4. File-Based Inter-Agent Communication
Agents don't use complex message queues or databases. They just read/write files:
workspace/
extraction/
content.json ← EXTRACT writes, PLANNER reads
reference/
screenshots/ ← REFERENCE writes, POLISH reads
analysis.md ← REFERENCE writes, PLANNER reads
plan/
style-spec.md ← PLANNER writes, BUILDER reads
component-specs.md ← PLANNER writes, BUILDER reads
src/
components/ ← BUILDER writes, POLISH reads
content/
copy.json ← COPYWRITE writes, BUILDER reads
assets.json ← ASSETS writes, BUILDER reads
Pros: Simple, debuggable, versionable (git tracks everything) Cons: No parallelization, potential file locks
Limitations & Future Improvements
Current Limitations
- No parallel execution: COPYWRITE and ASSETS could run simultaneously
- No retry logic: Failed agents require manual restart
- Fixed pipeline: Can't dynamically reorder agents based on errors
- Global timeout: All agents share 5-minute timeout (EXTRACT might need longer)
- No rate limiting: Could hit API limits on Pexels/Unsplash
Potential Improvements
-
Parallel agent groups: Run independent agents concurrently
await asyncio.gather( invoke_async(AgentType.COPYWRITE), invoke_async(AgentType.ASSETS) ) -
Dynamic agent spawning: If BUILDER fails, spawn a DEBUG agent
if build_failed: invoke(AgentType.DEBUG, error_log) -
Agent communication protocol: Use message queue instead of files
# Agent A publishes queue.publish("design_tokens", {...}) # Agent B subscribes tokens = queue.subscribe("design_tokens") -
Adaptive timeouts: Per-agent timeout configuration
extract: timeout: 600 # 10 minutes for browser automation builder: timeout: 900 # 15 minutes for complex builds
Why This Matters
Time Savings
Manual website cloning: 40-80 hours (design analysis, React conversion, responsive testing)
With agent system: 15-30 minutes (mostly waiting for BUILD and POLISH phases)
~100x speedup for template-based websites.
Consistency
Agents follow strict patterns:
- Always use Tailwind tokens (no arbitrary values)

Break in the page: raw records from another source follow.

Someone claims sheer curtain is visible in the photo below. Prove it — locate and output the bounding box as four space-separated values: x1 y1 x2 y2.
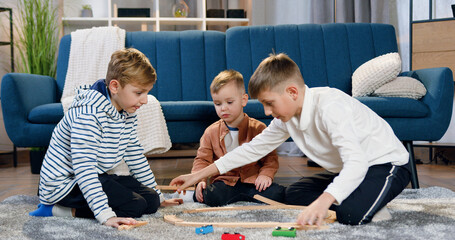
311 0 389 23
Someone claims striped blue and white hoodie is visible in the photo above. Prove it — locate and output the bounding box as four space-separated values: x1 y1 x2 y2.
39 80 164 223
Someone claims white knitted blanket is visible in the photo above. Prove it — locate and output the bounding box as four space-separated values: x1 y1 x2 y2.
61 27 125 112
61 27 171 154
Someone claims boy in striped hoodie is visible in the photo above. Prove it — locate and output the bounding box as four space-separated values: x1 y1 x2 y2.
30 48 182 227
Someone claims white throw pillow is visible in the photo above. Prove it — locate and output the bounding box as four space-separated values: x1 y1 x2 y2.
352 52 401 97
373 77 427 99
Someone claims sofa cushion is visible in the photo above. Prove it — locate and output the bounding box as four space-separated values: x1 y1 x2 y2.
356 97 429 118
160 101 218 121
28 103 63 124
352 53 401 97
373 77 427 99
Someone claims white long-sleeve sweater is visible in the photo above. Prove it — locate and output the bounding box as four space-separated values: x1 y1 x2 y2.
39 84 164 223
215 86 409 204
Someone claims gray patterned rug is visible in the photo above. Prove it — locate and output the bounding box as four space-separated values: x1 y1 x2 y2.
0 187 455 240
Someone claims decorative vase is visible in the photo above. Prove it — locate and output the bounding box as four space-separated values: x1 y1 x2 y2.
172 0 190 17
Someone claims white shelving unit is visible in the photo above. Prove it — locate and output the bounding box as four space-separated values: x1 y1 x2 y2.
60 0 252 34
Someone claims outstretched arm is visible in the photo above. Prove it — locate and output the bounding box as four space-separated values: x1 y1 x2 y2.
169 163 220 193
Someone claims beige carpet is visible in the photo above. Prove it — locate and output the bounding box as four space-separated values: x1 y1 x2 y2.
0 187 455 240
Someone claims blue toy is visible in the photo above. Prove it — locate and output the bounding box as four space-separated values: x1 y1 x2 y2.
196 225 213 235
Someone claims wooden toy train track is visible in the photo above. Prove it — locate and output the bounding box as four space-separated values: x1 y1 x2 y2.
164 195 336 230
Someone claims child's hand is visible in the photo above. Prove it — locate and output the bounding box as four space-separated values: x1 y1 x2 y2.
104 217 137 228
196 182 207 203
160 198 183 207
297 192 335 226
169 173 198 193
254 175 272 192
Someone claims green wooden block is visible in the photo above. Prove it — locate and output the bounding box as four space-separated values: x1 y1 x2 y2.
272 227 297 237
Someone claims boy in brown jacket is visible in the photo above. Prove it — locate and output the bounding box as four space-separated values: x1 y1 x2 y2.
191 70 285 206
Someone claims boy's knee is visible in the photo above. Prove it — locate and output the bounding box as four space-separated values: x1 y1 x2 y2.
144 191 161 214
124 197 147 218
284 185 314 206
202 188 225 207
336 206 371 225
202 184 226 207
259 183 286 203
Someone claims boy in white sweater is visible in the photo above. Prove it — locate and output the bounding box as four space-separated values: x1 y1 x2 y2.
30 48 182 227
170 54 410 225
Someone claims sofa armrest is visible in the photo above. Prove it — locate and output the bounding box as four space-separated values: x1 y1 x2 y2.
401 67 454 137
0 73 58 147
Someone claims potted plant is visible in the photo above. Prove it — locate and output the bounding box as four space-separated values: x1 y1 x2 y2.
81 4 93 17
15 0 60 173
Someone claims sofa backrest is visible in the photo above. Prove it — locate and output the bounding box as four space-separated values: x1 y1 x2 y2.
226 23 398 94
57 23 398 101
57 30 226 101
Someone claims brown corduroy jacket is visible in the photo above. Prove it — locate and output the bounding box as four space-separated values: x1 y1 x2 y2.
191 114 279 186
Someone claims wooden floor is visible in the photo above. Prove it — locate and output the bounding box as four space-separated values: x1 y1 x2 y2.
0 151 455 201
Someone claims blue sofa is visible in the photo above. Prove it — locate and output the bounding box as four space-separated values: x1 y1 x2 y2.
1 23 453 187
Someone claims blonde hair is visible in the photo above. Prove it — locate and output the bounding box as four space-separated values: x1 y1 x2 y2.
248 53 305 98
106 48 156 87
210 70 245 94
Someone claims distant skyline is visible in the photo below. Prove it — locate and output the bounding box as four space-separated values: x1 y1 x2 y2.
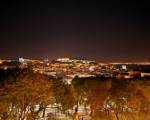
0 0 150 62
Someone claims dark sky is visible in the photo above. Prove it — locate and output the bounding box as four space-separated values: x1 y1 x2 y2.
0 0 150 62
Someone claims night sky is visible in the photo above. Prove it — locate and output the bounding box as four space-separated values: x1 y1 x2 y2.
0 0 150 62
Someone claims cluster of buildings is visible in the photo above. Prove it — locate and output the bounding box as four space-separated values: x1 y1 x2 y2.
0 58 150 83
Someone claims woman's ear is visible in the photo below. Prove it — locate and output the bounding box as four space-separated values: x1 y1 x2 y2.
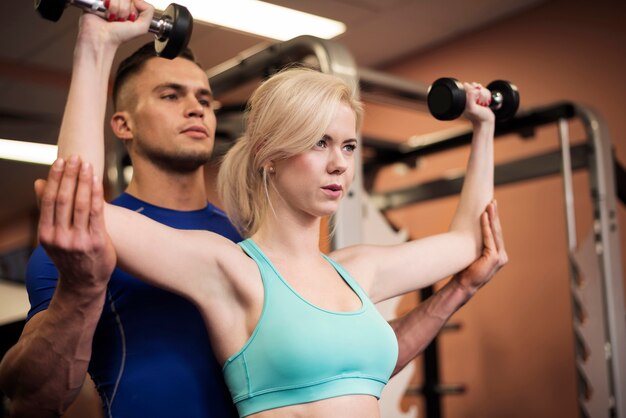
111 112 133 141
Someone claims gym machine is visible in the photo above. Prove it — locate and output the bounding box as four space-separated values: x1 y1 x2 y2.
105 36 626 418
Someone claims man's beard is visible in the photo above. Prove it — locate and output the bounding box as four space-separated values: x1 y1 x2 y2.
137 147 211 174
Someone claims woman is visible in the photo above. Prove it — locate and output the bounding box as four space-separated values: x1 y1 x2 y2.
40 1 494 418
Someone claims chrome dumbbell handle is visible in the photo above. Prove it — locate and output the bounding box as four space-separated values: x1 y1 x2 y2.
67 0 172 40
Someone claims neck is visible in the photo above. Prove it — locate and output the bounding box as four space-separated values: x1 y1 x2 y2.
126 164 207 211
252 213 321 259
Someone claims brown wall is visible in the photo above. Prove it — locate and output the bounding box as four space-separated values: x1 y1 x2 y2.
364 0 626 418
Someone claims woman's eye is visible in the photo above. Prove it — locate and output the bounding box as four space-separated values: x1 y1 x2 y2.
315 139 328 148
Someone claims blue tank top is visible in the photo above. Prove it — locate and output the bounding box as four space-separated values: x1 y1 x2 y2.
223 239 398 417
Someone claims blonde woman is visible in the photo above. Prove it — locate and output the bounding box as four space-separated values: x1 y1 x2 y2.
35 0 498 418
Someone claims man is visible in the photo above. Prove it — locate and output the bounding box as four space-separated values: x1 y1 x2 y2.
0 2 506 417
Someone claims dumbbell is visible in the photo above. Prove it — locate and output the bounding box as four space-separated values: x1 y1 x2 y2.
35 0 193 59
428 78 519 121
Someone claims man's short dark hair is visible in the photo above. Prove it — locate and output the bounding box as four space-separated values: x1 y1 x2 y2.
113 42 202 110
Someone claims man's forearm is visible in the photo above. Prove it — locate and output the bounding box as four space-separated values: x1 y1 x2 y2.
390 277 471 375
0 280 106 417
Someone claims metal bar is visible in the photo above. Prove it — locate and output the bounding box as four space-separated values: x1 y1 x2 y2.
370 144 589 211
576 105 626 418
363 102 575 171
615 159 626 204
558 119 576 250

- Always implement mobile-first responsive design
- Always use shadcn/ui components
- Always match reference animations
Humans are inconsistent. Agents follow rules.
Reproducibility
The entire pipeline is deterministic:
corebolt run \
--source https://source-site.com \
--reference https://template-demo.com
Same inputs → Same outputs. Great for testing and iteration.
Code Snippets
Agent Client (orchestrator/agents.py)
class AgentClient:
def invoke(self, agent: AgentType, prompt: str,
session_id: str | None = None) -> AgentResponse:
payload = {
"agent": agent.value,
"message": prompt,
"session_id": session_id,
}
try:
response = self._client.post(
f"{self.base_url}/api/chat",
json=payload,
timeout=self.timeout
)
response.raise_for_status()
data = response.json()
return AgentResponse(
success=True,
content=data.get("content", ""),
session_id=data.get("session_id")
)
except httpx.HTTPStatusError as e:
return AgentResponse(
success=False,
error=f"HTTP error {e.response.status_code}"
)
Pipeline Orchestrator (orchestrator/pipeline.py)
class Pipeline:
def run(self, resume: bool = False) -> bool:
if resume:
self._load_state()
if self.state.phase == PipelinePhase.EXTRACT:
if not self._phase_extract():
return False
self._advance_phase(PipelinePhase.REFERENCE)
if self.state.phase == PipelinePhase.REFERENCE:
if not self._phase_reference():
return False
self._advance_phase(PipelinePhase.PLAN)
# ... continues through all phases
return True
def _advance_phase(self, next_phase: PipelinePhase):
self.state.phase = next_phase
self._save_state() # Persist after every phase
Conclusion
This is a workflow orchestration system optimized for complex, multi-step creative tasks with strong sequential dependencies.
Key Takeaways:
- 7 specialized agents beat one general-purpose agent
- Sequential execution prevents chaos (for now)
- File-based communication is simple and debuggable
- Session continuity enables iterative refinement
- State persistence makes long-running workflows resumable
Not every problem needs parallel agents. Sometimes, a well-ordered assembly line is exactly what you need.